TAX NEWS - August 2009
Net Worth Tax for Corporations FAQ - State of Georgia tax
A. The tax is a graduated tax, ranging from a minimum $10 up to $5,000 depending on the taxable net worth of the corporation. To determine the appropriate tax, the net worth tax table must be used. The table can be found in the 611 or 611S instruction booklets.
Q. What dates should I use on the corporate return under net worth tax beginning and ending dates?
A. Net worth tax is computed on the net worth of the corporation from the ending balance sheet and is due at the beginning of the year for the upcoming tax year. The beginning and ending dates for net worth tax would be one year later than the income tax beginning and ending dates. For example, the income tax beginning and ending dates are 1/1/00 through 12/31/00. The net worth tax beginning and ending dates would be 1/1/01 through 12/31/01.
Q. How is the net worth tax determined for a short-period income tax return?

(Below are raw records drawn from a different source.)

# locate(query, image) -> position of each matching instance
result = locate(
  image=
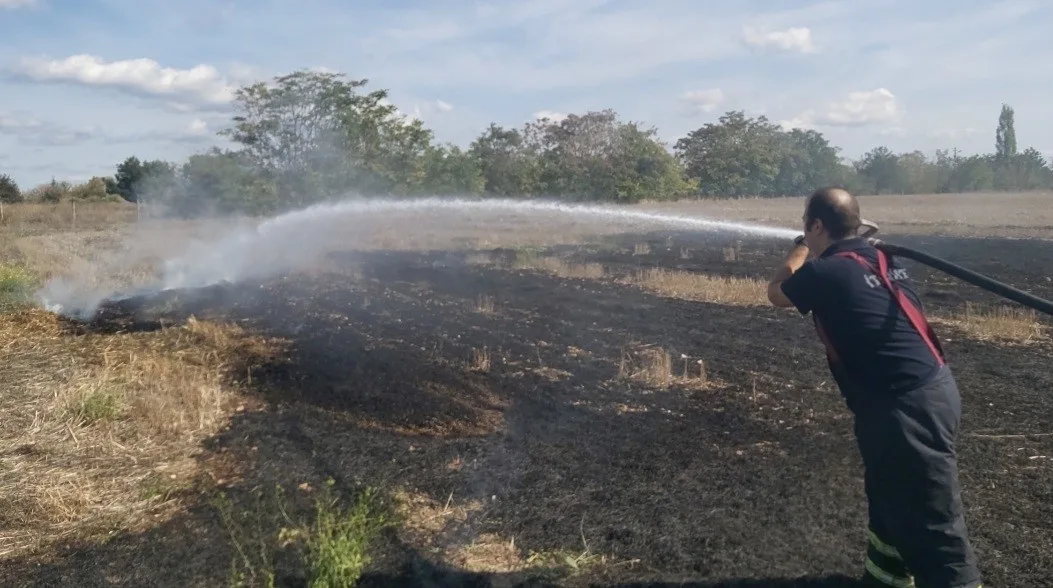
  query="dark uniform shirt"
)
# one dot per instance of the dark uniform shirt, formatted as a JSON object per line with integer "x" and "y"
{"x": 880, "y": 350}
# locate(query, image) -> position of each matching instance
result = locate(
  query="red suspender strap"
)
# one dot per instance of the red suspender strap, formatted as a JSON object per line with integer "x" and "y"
{"x": 915, "y": 315}
{"x": 831, "y": 352}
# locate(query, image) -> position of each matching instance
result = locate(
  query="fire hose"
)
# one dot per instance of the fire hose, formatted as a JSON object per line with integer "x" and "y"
{"x": 970, "y": 276}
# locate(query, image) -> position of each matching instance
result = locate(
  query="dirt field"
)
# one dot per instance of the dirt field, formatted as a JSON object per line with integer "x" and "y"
{"x": 593, "y": 412}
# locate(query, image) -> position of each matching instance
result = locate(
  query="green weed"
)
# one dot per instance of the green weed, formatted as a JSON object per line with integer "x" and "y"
{"x": 16, "y": 286}
{"x": 332, "y": 551}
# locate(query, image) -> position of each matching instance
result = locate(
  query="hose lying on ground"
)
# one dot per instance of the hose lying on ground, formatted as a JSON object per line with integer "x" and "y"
{"x": 980, "y": 280}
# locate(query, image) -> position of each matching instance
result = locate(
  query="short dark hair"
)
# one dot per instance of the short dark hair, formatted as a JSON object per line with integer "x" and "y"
{"x": 837, "y": 210}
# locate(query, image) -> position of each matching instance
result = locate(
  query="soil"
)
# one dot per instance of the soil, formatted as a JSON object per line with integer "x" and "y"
{"x": 748, "y": 478}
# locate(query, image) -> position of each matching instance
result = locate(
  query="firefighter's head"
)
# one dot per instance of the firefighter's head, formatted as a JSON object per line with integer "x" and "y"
{"x": 831, "y": 214}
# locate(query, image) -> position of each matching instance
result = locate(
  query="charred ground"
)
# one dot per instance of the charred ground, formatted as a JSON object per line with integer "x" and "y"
{"x": 508, "y": 404}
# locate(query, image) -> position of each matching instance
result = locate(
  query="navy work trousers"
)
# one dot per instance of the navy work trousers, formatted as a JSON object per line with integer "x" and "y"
{"x": 917, "y": 525}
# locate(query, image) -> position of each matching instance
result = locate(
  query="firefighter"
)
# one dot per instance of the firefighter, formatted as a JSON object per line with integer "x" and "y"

A. For short periods other than initial or final returns, the tax is computed on the net worth of the corporation from the ending balance sheet of the short period return. The tax is then prorated based on the number of months included in the short period return.
Q. How is the net worth tax determined for an initial or final return?
A. The Initial Net Worth tax return is due the 15th day of the third month after incorporation or qualification. The net worth reported on this tax return is as of the date of incorporation or qualification. No income tax information is reported on the Initial Net Worth return. The net worth tax paid on this return covers the period beginning with the date of incorporation or qualification and ending with the end of the first income tax year. If this period is less than 6 months, only the tax as shown in the net worth tax table is due. The second tax return that is required to be filed is used to report income tax for the period beginning with the date of incorporation or qualification and ending with the corporation's chosen year end and to report net worth tax for the next full year. This return is due on the 15th day of the third month after the end of the income tax year. A full year's net worth tax is always due with this first income tax return. The following example illustrates this. Date of incorporation or qualification, 3/18/00. Accounting year end chosen, 10/31/00. Initial net worth return is due, 6/15/00. This covers 3/18/00 through 10/31/00 and since this is greater than 6 months, a full year net worth tax is due. First income tax return is due, 1/15/01. This covers income tax year 3/18/00 through 10/31/00 and net worth tax year 11/01/00 through 10/31/01.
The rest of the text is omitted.